New York has also fallen short, Baker said. The report suggested Pennsylvania, which has the biggest pollution gap to close, start an agricultural cost-share program to help farmers. All states within the Bay watershed face a 2025 deadline to meet goals set by the federal government’s Chesapeake Clean Water Blueprint. The program requires the Bay to score at least a 40 on a 100-point scale in overall health. It stands at 32 now. (One hundred points, the eventual goal, would indicate the pristine conditions that Captain John Smith described when he sailed into the Bay in the 1600s.) It’s taken nearly four decades of regulation to boost the Bay’s health from its first score of 23 in 1983.
“If Pennsylvania does not meet its obligations… there is no doubt that the Chesapeake Bay will never be saved,” Baker said.
There was some positive news, however. The Bay’s pollution ratings did improve slightly in the area of nitrogen and phosphorus, of which farmers are a key producer. (Still, both nutrient levels received grades of F and D respectively.) Below-average precipitation is one major reason for the improvement, but nutrient management programs are likely another, the foundation said.

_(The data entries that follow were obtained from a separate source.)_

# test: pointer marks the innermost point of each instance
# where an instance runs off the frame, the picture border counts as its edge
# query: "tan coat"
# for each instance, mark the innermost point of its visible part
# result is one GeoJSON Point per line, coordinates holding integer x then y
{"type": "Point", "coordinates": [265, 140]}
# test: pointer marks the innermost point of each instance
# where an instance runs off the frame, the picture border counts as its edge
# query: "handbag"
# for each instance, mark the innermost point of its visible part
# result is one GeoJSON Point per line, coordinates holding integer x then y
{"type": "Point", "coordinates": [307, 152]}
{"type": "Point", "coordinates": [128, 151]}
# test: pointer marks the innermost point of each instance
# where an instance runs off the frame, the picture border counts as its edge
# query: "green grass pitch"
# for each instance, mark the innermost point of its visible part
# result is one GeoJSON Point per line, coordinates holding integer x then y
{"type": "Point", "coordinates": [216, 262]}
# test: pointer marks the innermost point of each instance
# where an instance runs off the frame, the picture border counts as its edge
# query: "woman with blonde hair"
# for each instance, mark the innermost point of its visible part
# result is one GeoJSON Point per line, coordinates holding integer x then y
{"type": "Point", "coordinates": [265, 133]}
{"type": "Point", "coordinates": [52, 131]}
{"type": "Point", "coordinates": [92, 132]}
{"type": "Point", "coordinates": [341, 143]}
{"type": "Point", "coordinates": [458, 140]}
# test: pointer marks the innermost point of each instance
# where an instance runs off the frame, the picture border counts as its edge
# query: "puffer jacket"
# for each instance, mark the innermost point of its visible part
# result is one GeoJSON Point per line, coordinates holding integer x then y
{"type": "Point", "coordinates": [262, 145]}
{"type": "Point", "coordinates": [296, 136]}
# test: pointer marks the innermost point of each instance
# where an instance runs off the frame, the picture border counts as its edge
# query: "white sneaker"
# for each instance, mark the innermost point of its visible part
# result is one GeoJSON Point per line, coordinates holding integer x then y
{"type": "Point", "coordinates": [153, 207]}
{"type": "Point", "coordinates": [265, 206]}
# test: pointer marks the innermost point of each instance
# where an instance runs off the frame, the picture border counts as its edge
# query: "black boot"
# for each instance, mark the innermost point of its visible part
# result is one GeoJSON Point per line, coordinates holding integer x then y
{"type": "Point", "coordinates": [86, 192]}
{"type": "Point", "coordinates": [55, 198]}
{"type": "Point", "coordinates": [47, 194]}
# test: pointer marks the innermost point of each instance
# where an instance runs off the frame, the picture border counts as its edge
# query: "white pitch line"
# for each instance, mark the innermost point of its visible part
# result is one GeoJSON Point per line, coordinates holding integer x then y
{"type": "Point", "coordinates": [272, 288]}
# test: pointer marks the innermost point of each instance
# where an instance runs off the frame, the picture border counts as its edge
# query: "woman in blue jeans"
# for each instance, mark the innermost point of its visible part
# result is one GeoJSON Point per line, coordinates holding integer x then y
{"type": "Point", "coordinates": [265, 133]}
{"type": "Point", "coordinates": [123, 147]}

“Our pollution reduction efforts are also making a difference here as well,” said Beth McGee, the foundation’s director of science and agricultural policy.
Regionally, all states have done a “fabulous” job upgrading wastewater treatment plants, she said, but remain behind in reducing runoff from agriculture and urban and suburban land. Climate change is also a looming threat, she said. More frequent and powerful storms produce more runoff into regional waterways and the Bay, and as regional waters warm, they will hold less oxygen.
Low oxygen levels can lead to “dead zones” in the water that make it difficult for aquatic life to survive. Due to those two factors, McGee said reduction efforts may need to be increased by 10 percent to meet the Bay’s 2025 goals.
The foundation also expressed frustration with the Trump administration for reversing dozens of clean-air and water regulations, including loosening restrictions on coal-fired power plants. The lack of enforcement jeopardizes the restoration effort, Baker said.
“Air pollution is absolutely correlated to water pollution,” he said. Nearly a third of the nitrogen in the Bay was initially airborne.
Sen. Chris Van Hollen, D-Maryland, urged the Environmental Protection Agency to reemphasize enforcement under President-elect Joe Biden.
“The Trump Administration has refused to hold Pennsylvania more accountable for failing to meet their pollution reduction targets under the Chesapeake Bay Agreement,” Van Hollen said in a statement. “Everyone needs to work together and I look forward to working with the incoming Biden Administration EPA to meet our mutual goals of Clean Water in the Chesapeake Bay by 2025.”
The strongest sectors of the Bay’s health include forested buffers and blue crabs, which received B and B+ grades respectively. Water clarity and underwater grasses are still recovering from record-setting rains in 2018 and 2019.
The report also emphasized that maintaining well-managed farmland will be critical to meeting the Bay’s goals. The amount of protected land, such as forest and farmland, increased in all three states in 2019.